Theft? Fraud? Drugs? What the hell was he talking about? You have to get out of this, she thought. Convince him to let you go. Beg, if need be.

“Listen,” she began, searching his chest for a name tag. But he wasn’t wearing one. The only marking on his uniform shirt was an embroidered corporate logo made to look like a badge: a shield emblazoned with a crenellated tower. And stitched beneath it, in small block type, were the words CITADEL SECURITY: A BELLUM INDUSTRIES COMPANY. “You’ve got this all wrong. I never-”

“Save your breath. You’re caught. Besides, my boss’ll be here soon.”

Cameron heard footfalls approaching, and her heart fluttered in her chest. She tried to squirm free of the security guard’s grip. He shoved her backward into the wall and pinned her there, his forearm to her neck. She couldn’t breathe. An involuntary squeak escaped her throat. He eased off just a hair. She sucked wind and sobbed. Tears and snot poured down her face.

“Please,” she managed. “Please.”

He was so close that she could see the pockmarks on his forehead. His fetid breath was hot against her cheek. “Beg all you want,” he said. “It’s not gonna do you any good.”

Cameron swallowed hard, her eyes wide as silver dollars.

Then she kneed him in the balls with everything she had.

He released her and doubled over, red-faced and sweating. Cameron gripped her laptop with both hands and swung it at his face. A crack of plastic shattering as it connected with his chin, and he went down. Lettered keys scattered across the floor.

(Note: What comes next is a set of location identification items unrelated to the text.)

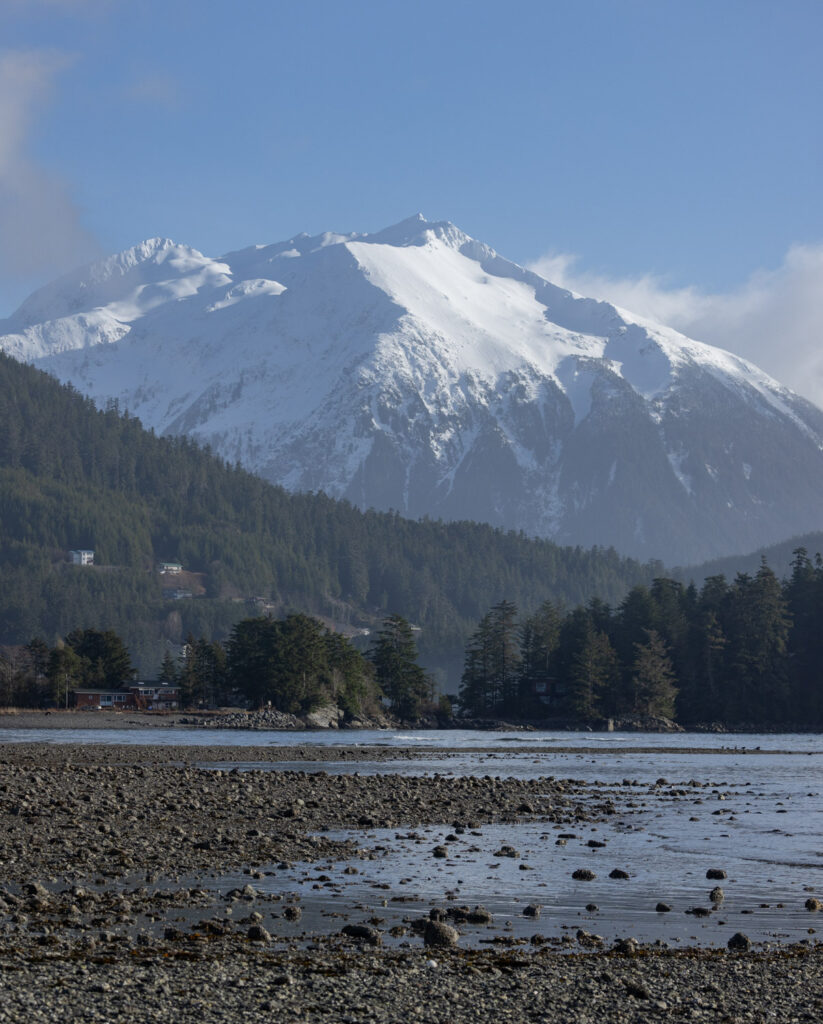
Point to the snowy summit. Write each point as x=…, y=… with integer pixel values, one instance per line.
x=415, y=369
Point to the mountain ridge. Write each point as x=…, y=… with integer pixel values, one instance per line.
x=416, y=369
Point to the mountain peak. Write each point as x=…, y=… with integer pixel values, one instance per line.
x=416, y=230
x=416, y=369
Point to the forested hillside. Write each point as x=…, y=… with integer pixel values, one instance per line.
x=743, y=652
x=779, y=557
x=76, y=477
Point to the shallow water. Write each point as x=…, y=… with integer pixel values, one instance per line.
x=458, y=739
x=749, y=805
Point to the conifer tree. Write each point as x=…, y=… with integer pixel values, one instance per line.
x=399, y=676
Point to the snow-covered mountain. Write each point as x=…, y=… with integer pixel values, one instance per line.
x=417, y=370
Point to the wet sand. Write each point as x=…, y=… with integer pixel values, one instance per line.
x=115, y=904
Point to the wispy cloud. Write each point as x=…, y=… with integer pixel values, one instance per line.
x=41, y=228
x=775, y=318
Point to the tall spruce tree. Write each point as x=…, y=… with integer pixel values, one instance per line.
x=394, y=656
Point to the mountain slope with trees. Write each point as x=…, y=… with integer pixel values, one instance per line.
x=73, y=476
x=747, y=652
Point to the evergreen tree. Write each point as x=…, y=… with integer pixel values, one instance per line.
x=476, y=695
x=396, y=670
x=594, y=675
x=653, y=678
x=539, y=636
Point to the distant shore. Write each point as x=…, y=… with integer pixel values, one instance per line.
x=139, y=886
x=25, y=718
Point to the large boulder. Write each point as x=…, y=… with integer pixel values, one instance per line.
x=327, y=717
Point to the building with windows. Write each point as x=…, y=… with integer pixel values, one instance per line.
x=81, y=557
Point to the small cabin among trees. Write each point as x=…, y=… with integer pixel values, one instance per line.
x=81, y=557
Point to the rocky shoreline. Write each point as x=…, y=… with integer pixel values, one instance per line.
x=112, y=904
x=332, y=719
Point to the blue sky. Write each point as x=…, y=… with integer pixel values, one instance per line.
x=660, y=153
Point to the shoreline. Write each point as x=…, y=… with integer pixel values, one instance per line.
x=135, y=885
x=197, y=722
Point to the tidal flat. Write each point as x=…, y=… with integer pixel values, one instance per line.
x=347, y=883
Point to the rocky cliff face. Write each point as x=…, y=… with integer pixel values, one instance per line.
x=417, y=370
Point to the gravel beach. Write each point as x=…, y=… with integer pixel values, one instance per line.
x=113, y=904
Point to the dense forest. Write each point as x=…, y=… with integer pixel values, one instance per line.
x=73, y=476
x=746, y=652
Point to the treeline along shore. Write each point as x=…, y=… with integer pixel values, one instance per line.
x=746, y=653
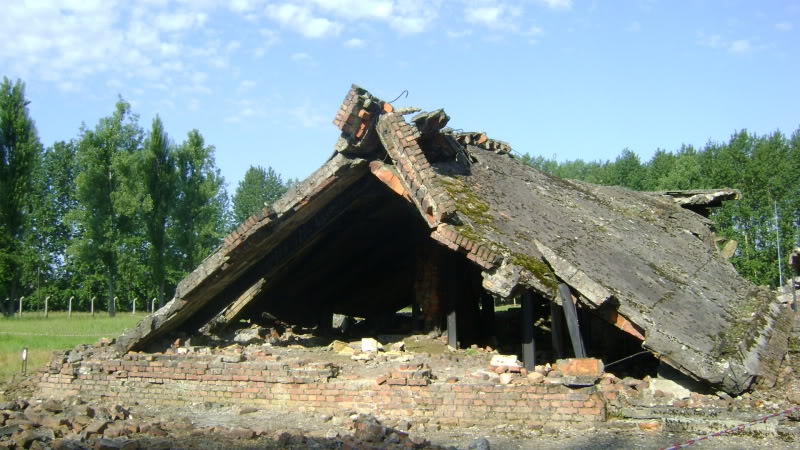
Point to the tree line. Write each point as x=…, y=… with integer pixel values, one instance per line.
x=116, y=212
x=766, y=169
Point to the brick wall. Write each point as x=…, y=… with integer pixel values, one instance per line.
x=269, y=381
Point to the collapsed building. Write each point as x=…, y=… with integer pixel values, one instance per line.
x=412, y=213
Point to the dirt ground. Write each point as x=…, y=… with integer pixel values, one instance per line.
x=207, y=425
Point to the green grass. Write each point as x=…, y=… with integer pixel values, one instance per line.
x=18, y=333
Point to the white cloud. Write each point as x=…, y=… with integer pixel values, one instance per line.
x=740, y=46
x=301, y=19
x=180, y=21
x=494, y=15
x=459, y=34
x=325, y=18
x=713, y=41
x=300, y=57
x=245, y=109
x=354, y=43
x=67, y=41
x=233, y=46
x=634, y=27
x=245, y=85
x=557, y=4
x=309, y=116
x=199, y=77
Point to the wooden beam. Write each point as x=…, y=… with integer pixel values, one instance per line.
x=487, y=314
x=572, y=321
x=557, y=329
x=453, y=291
x=528, y=345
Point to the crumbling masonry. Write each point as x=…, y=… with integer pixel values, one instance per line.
x=409, y=212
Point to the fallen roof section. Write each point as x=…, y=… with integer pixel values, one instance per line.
x=645, y=262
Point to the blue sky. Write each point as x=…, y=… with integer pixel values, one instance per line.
x=262, y=80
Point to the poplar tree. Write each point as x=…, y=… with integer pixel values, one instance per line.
x=20, y=150
x=258, y=188
x=200, y=209
x=158, y=173
x=108, y=194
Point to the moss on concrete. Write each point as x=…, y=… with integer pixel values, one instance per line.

Cameron ran. Her pursuer rounded the corner, cursing when he spotted the fallen security guard. He leaped over the kid with ease and raced after Cameron, quickly closing the gap between them. She felt the fingers of his right hand graze her shoulder.

No. Not graze. Take hold of.

He grabbed a fistful of her shirt and yanked, but as he did, he slipped on a loose keyboard letter, and they toppled to the floor.

The man wound up flat on his back with Cameron on top of him. He tried to wrap his arms around her, but she threw fists and elbows wildly, and felt a surge of savage delight when one connected with his nose. It gouted blood, and when he reached instinctively toward it, she clambered free.

He grabbed her by the ankle. Cameron kicked him in the face, and he released her. She launched herself down the hall like a sprinter from the starting blocks, a feral smile parting her lips as she looked back at the bloody mess she’d made of her assailant.

Then the security guard tackled her and drove her to the floor.

She landed facedown, the wind knocked out of her. The linoleum was gritty from foot traffic and smelled of vomit, of bleach. The security guard climbed atop her and drove his knee into her back. Then he yanked her right arm upward in a hammerlock. Cameron’s wristbones ground together in his grasp. The tendons in her shoulder burned white-hot as they overextended.

“You like that, you fucking bitch?”

He tried to cuff her, but she resisted, bucking beneath him with all she had, so he grabbed her by the hair and slammed her face into the floor.

Cameron stopped fighting.

Her world went dark and silent as consciousness abandoned her.